Act of Learning
In the act of learning, the students obtain content knowledge, acquire skills, develop work habits and practice the application of real world situations. Project – based learning and assessment represent a set of strategies for the acquisition and application of knowledge, skills, and work ethic through the performance of meaningful tasks.

Content Knowledge
Students develop deep knowledge of theory, principles, facts and concepts of the content through project-based learning. The creativity, critical thinking, problem-solving and communication skills are strengthened in the context of doing real world and authentic meaningful projects.

Performance Tasks
Performance tasks build on earlier content knowledge, process skills, and work habits and are strategically placed in the project to enhance learning as the student “pulls it all together.” Such performance tasks are not “add-ons” at the end of instruction. They are both an integral part of the learning and an opportunity to assess the quality of student performance. When the goal of teaching and learning is knowing and using, the performance-based projects emerge.

Presentation of Learning
The students present their content knowledge through exhibitions to the community, industry partners, families, school partners, corporations, organizations and other schools four times a year. The visitors assess the student’s content knowledge by asking questions, scoring their presentation, analyzing their final product and identifying 21st century skills. Presentation of learning are the students main Performance Assessment for their project.

Process Skills
Higher-order thinking or process skills can come from the various disciplines, such as writing or analyzing text in language arts or math computation and problem-solving skills.
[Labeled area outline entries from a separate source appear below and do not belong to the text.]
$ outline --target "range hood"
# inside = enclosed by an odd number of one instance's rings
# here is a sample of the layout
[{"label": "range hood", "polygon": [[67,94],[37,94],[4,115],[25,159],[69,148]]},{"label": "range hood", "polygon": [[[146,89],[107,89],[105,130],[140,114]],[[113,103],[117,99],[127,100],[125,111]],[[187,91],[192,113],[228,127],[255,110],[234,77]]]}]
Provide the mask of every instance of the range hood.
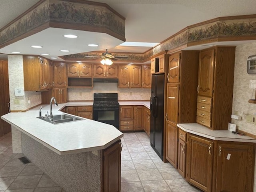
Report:
[{"label": "range hood", "polygon": [[118,83],[117,78],[93,78],[94,83]]}]

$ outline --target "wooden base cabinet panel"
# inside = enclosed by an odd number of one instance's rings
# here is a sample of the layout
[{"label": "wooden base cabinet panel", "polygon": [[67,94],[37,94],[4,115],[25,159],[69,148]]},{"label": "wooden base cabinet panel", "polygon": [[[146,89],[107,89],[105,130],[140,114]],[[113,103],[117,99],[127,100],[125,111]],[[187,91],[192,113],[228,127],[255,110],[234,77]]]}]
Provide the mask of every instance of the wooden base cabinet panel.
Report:
[{"label": "wooden base cabinet panel", "polygon": [[186,180],[205,192],[211,192],[214,142],[188,134]]},{"label": "wooden base cabinet panel", "polygon": [[121,191],[121,145],[120,140],[103,152],[102,192]]},{"label": "wooden base cabinet panel", "polygon": [[253,191],[255,144],[218,142],[217,192]]},{"label": "wooden base cabinet panel", "polygon": [[177,168],[178,128],[167,121],[166,126],[166,158],[174,167]]}]

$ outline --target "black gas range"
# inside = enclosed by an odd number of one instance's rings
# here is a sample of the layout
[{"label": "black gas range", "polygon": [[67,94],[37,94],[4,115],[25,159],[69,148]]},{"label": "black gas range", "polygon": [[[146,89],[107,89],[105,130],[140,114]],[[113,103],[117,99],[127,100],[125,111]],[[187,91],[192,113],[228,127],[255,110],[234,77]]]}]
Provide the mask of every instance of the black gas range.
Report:
[{"label": "black gas range", "polygon": [[93,120],[113,125],[119,129],[117,93],[94,93]]}]

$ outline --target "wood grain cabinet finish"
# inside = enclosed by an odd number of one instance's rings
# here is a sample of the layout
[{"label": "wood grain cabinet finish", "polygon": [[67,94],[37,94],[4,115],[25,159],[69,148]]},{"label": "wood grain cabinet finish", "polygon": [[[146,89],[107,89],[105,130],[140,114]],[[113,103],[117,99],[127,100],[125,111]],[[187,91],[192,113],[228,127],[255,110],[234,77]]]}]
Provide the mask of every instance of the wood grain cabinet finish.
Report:
[{"label": "wood grain cabinet finish", "polygon": [[214,143],[188,134],[186,180],[205,192],[212,191]]},{"label": "wood grain cabinet finish", "polygon": [[151,74],[150,73],[150,65],[142,66],[142,88],[151,88]]},{"label": "wood grain cabinet finish", "polygon": [[93,76],[94,77],[117,78],[118,66],[116,64],[111,65],[102,64],[94,64]]},{"label": "wood grain cabinet finish", "polygon": [[182,51],[169,56],[167,85],[166,158],[174,167],[179,146],[177,123],[195,123],[199,51]]},{"label": "wood grain cabinet finish", "polygon": [[[210,114],[199,111],[197,122],[213,130],[227,129],[231,120],[235,52],[234,47],[222,46],[200,52],[198,110],[206,111],[206,108],[201,106],[210,105],[202,106],[210,108]],[[206,103],[204,101],[207,100],[211,102]]]},{"label": "wood grain cabinet finish", "polygon": [[66,87],[67,86],[67,66],[64,62],[54,63],[54,86]]},{"label": "wood grain cabinet finish", "polygon": [[92,77],[92,64],[84,63],[68,63],[68,77]]},{"label": "wood grain cabinet finish", "polygon": [[119,65],[119,87],[141,88],[142,66],[139,65]]},{"label": "wood grain cabinet finish", "polygon": [[121,191],[121,143],[119,140],[102,152],[102,192]]},{"label": "wood grain cabinet finish", "polygon": [[166,158],[176,168],[177,167],[178,128],[167,121],[166,124]]},{"label": "wood grain cabinet finish", "polygon": [[219,142],[216,192],[253,191],[255,144]]},{"label": "wood grain cabinet finish", "polygon": [[39,91],[52,87],[51,63],[49,68],[46,59],[29,56],[23,56],[23,58],[25,91]]}]

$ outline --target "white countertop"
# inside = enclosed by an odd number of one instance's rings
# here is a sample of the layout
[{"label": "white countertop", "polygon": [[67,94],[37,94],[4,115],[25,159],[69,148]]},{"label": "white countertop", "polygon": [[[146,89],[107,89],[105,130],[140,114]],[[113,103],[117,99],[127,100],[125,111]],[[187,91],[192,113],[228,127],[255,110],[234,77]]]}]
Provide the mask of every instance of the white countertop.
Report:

Other process skills cut across subject area lines that allow students to have a deeper understanding of the content through project-based learning.

Work Habit
Leadership, initiative, time management, individual responsibility, honesty, persistence, interpersonal skills, appreciation of diversity, problem solving and working cooperatively with others are examples of work habits necessary for an individual to be successful in life. When students take ownership of their own learning their confidence soars which has a positive ripple effect on their grades, attendance, engagement in school and obtaining a career.